Amid fresh signs that Germany had turned the corner, a senior German government official told Reuters that Europe's biggest economy may have emerged from recession in the second quarter, just as trade data showed exports making a tentative recovery.
"Gross domestic product could have been flat or may have even grown very slightly in the second quarter," the official said, speaking on condition of anonymity.
"This isn't an upswing yet, it's a normalisation after the big economic slump," the official added. The Federal Statistics Office is due to give a preliminary estimate of second-quarter GDP on August 13.
The number of US workers filing new claims for jobless benefits fell sharply last week, but the data were distorted by an unusual pattern of layoffs in the automotive industry, which amplified the decline.

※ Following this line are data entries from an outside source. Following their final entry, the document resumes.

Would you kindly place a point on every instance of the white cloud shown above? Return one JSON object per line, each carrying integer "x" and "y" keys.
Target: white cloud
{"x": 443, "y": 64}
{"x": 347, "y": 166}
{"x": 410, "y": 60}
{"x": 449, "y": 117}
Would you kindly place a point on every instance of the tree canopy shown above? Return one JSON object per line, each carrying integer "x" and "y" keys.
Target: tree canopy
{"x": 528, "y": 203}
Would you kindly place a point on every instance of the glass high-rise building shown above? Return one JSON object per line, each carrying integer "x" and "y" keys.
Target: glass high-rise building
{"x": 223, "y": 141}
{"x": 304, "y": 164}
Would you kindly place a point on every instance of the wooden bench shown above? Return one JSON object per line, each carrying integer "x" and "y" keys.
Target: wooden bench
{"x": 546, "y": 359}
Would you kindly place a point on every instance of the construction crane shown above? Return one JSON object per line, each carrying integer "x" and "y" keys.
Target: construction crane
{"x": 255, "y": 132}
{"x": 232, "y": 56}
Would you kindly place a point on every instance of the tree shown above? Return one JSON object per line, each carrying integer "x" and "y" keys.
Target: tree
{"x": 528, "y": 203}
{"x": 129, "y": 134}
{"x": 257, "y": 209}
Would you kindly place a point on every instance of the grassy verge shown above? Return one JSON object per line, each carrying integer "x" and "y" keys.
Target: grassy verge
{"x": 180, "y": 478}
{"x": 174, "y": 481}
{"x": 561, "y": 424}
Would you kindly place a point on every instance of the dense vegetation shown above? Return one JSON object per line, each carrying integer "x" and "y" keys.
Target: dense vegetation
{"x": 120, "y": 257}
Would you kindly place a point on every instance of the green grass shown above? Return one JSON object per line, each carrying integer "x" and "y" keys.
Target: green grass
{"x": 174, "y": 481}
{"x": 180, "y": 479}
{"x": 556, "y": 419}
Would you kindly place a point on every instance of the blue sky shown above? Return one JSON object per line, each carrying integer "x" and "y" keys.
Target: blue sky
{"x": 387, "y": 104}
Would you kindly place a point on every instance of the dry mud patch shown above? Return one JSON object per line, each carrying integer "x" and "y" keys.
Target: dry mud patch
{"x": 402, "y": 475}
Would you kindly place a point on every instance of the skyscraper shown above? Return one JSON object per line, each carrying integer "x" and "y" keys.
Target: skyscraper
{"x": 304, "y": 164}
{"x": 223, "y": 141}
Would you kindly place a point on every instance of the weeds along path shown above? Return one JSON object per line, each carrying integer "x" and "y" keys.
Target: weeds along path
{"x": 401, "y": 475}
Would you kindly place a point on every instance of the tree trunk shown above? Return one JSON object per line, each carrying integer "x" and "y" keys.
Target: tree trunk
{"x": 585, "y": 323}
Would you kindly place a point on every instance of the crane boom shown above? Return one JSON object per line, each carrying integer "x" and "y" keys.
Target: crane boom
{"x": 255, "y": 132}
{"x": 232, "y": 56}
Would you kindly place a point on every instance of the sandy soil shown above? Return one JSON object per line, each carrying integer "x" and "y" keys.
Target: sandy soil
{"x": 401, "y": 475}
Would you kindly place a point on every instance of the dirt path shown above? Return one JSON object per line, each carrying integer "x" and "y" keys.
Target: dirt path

June sales fell for most US retailers as the plunging job market and cool, rainy weather dampened interest in summer shopping, sparking fresh concern about the back-to-school season.
In a positive development, US wholesale inventories shrank in May for the ninth month in a row, falling to their lowest level since August 2007, government data showed. However, the drop was smaller than analysts had forecast.
Trade figures lent some support to hopes that the eurozone anchor is emerging from the worst global recession since World War II, recording a higher-than-expected surplus of €10.3 billion in May.
"We can't talk about a change in trend. But the freefall appears to have stopped. There is a lot to suggest that foreign trade supported the economy again in the second quarter," said Thorsten Polleit of Barclays Capital.
Despite some encouraging data and corporate results, doubts remain over the strength of any recovery, and leaders of the Group of Eight industrial nations meeting in Italy agreed it was too early to cut off economic aid - despite deep interest rate cuts and an estimated $5 trillion in public spending.
"All were of the view that the crisis is a long way from being over," said German Chancellor Angela Merkel. "With luck, we have reached the bottom," she told reporters in L'Aquila, where leaders of the United States, Japan, Germany, France, Britain, Italy, Canada and Russia held their annual summit.
The International Monetary Fund raised its 2010 global growth outlook but warned that neither the economy nor the banking industry was strong enough to do without heavy public spending and cheap central bank funds.